The most recent controversy concerns the refusal by BernExternal link Enable Germany to export Swiss-made ammunition to Ukraine. The Confederation justified its decision by the fact that Swiss law prohibits exports to countries involved in internal or international conflicts. An interpretation that was not to the liking of certain political figures, right and left. The President of the Center, Gerhard Pfister, in particular accused the Federal CouncilExternal link of “non-assistance to Ukraine”.
In recent years, scandals over the illegal presence of Swiss military equipment in the battlefields of military operations have increased. Last example, a consortium of journalistsExternal link disclosed the use of a PC-12 Pilatus in a deadly bombing raid in Afghanistan and Swiss-made assault rifles by Saudi Arabia against Houthi rebels in Yemen in February.
Exceptions are always possible
Switzerland prides itself on having one of the strictest laws on the export of war material. A legal framework that was further tightened on 1er May: Swiss companies are banned from exporting weapons to countries that “seriously violate human rights”. This is the case, for example, of Saudi Arabia, which has been on the de facto red list since 2015 for its military intervention in Yemen.
However, in 2021 Saudi Arabia was in 6and position of countries receiving Swiss arms, with orders exceeding 50 million francs. All this on the basis of Article 23 of the War Materials ActExternal link which will allow “the supply of spare parts for air defense systems and the associated ammunition previously supplied by Switzerland,” according to SECO.
The Qatar case has not yet been decided, although human rights groups have accused the Gulf state of being responsible for the deaths of 6,500 migrant workers on the construction sites of football’s next cup. “SECO does not maintain a list of countries that systematically and seriously violate human rights. The evaluation is done on a case-by-case basis,” emphasizes spokesman Fabien Maienfisch.
However, the war in Ukraine marked a turning point.
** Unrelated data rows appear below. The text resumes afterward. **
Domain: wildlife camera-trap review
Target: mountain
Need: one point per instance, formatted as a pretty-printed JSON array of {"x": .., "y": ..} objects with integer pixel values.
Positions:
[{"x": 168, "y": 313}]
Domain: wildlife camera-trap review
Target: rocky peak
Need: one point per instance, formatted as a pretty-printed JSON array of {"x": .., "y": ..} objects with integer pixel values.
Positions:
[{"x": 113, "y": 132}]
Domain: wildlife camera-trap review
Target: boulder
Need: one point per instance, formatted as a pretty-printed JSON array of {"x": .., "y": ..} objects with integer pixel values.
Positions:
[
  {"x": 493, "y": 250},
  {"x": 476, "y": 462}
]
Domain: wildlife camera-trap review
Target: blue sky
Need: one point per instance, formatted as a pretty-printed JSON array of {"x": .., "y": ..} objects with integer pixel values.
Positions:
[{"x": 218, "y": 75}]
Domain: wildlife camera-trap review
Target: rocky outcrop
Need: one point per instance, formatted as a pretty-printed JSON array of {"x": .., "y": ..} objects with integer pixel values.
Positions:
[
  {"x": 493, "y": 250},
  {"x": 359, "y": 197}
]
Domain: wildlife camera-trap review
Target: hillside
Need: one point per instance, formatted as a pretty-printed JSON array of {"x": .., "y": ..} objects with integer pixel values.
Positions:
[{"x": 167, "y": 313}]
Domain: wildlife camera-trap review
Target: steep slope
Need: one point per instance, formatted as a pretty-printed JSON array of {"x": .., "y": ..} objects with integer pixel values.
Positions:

With the increase in arms purchases in western countries, Swiss companies could pay more attention to certain problem countries. “The need to do business at all costs will be less felt in the industry,” said Socialist MP Pierre-Alain Fridez, interviewed by Weather†
“Good offices and bargains”
Not enough to reassure Swiss anti-militarists. “The question is not whether there will be another scandal, but when. The experience of recent years has shown that despite all the controls in place, Swiss weapons are still found in war zones,” said Green MP Fabien Fivaz.
With each revelation, the Confederacy suffers significant image damage. A game not worth the candle in the eyes of Fabien Fivaz. “By exporting weapons worth several hundred million francs, we contribute to the war effort on a global level. Switzerland practices good offices as well as good business. I understand that it is poorly perceived abroad’, he criticizes.
On the side of the industry defenders, we are much more pragmatic. “We already have much stricter rules than most other European countries. Further tightening of this legislation would only penalize our sector. If it’s not us who sell these weapons, others will do it for us,” estimates Philippe Cordonier.